June 15 (Bloomberg) -- Emerging-market stocks are expensive, reducing their allure even as developing economies are poised to keep fueling global economic growth, said David Herro, chief investment officer of international equities at Harris Associates.
“Money has flooded into these areas, thereby making stocks in emerging markets relatively less attractive than those of developed markets,” said Herro today on Bloomberg Television’s “Surveillance Midday” with Tom Keene and Ken Prewitt. “The growth story isn’t over, but the stock story has taken a pause because of valuation.”
The success of emerging-market stocks in recent years sparked an inflow of investment that has equities expensive compared to stocks in developed markets, said Herro, Morningstar Inc.’s international stock fund manager of the decade. Despite the high valuation of their equities, emerging markets will drive global economic growth for the “next generation or two,” he said.
The MSCI emerging-market index gained 74 percent in 2009 and 16 percent in 2010. This year, the index has lost 2.3 percent.

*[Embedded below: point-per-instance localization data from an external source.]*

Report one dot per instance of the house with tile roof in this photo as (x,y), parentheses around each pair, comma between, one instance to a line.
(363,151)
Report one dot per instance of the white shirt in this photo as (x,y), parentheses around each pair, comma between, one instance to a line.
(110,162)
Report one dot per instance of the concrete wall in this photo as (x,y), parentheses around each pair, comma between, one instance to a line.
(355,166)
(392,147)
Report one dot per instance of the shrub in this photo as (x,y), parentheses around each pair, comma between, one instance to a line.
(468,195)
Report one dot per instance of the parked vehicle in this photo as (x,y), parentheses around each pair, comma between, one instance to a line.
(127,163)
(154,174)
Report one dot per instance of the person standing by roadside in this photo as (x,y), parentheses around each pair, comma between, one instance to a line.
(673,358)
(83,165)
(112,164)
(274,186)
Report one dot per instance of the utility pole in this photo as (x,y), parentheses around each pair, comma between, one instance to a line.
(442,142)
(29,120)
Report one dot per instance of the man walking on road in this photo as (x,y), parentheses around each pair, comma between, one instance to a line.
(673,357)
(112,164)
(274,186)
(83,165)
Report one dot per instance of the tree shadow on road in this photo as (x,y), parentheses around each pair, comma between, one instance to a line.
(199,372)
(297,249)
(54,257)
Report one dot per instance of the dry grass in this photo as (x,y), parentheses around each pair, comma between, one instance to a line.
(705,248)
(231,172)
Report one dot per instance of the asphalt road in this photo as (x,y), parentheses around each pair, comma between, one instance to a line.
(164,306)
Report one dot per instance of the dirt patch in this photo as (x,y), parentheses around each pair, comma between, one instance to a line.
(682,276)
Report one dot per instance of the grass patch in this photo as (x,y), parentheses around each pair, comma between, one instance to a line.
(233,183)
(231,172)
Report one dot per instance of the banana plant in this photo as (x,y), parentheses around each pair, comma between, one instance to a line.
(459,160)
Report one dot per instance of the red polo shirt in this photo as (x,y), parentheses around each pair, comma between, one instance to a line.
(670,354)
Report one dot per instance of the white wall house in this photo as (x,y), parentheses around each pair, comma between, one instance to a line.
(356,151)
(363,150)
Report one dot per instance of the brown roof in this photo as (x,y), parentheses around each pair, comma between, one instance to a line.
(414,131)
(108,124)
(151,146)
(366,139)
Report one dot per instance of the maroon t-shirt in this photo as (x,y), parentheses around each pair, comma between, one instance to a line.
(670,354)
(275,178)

By comparison, the MSCI World Index rose 27 percent in 2009 and 10 percent in 2010. The index of developed-market shares is little changed this year.
China remains attractive more as a market for non-Chinese companies than for those based in the world’s second-largest economy, Herro said. The country’s central bank has taken “responsible” actions to combat inflation while not harming its longer term growth prospects, he said.
Large China-based companies have become expensive, a problem compounded by being government controlled, he said.
“The larger H-shares are really wards of the state,” he said. “They’re not companies that have boards that are sitting around thinking how to make money for the owners.”
Herro said he prefers European companies with operations in China. He cited Danone, Diageo Plc, Nestle SA, Daimler AG and Bayerische Motoren Werke AG as having “good exposure to China.”
“It’s a better way to play it in our view.”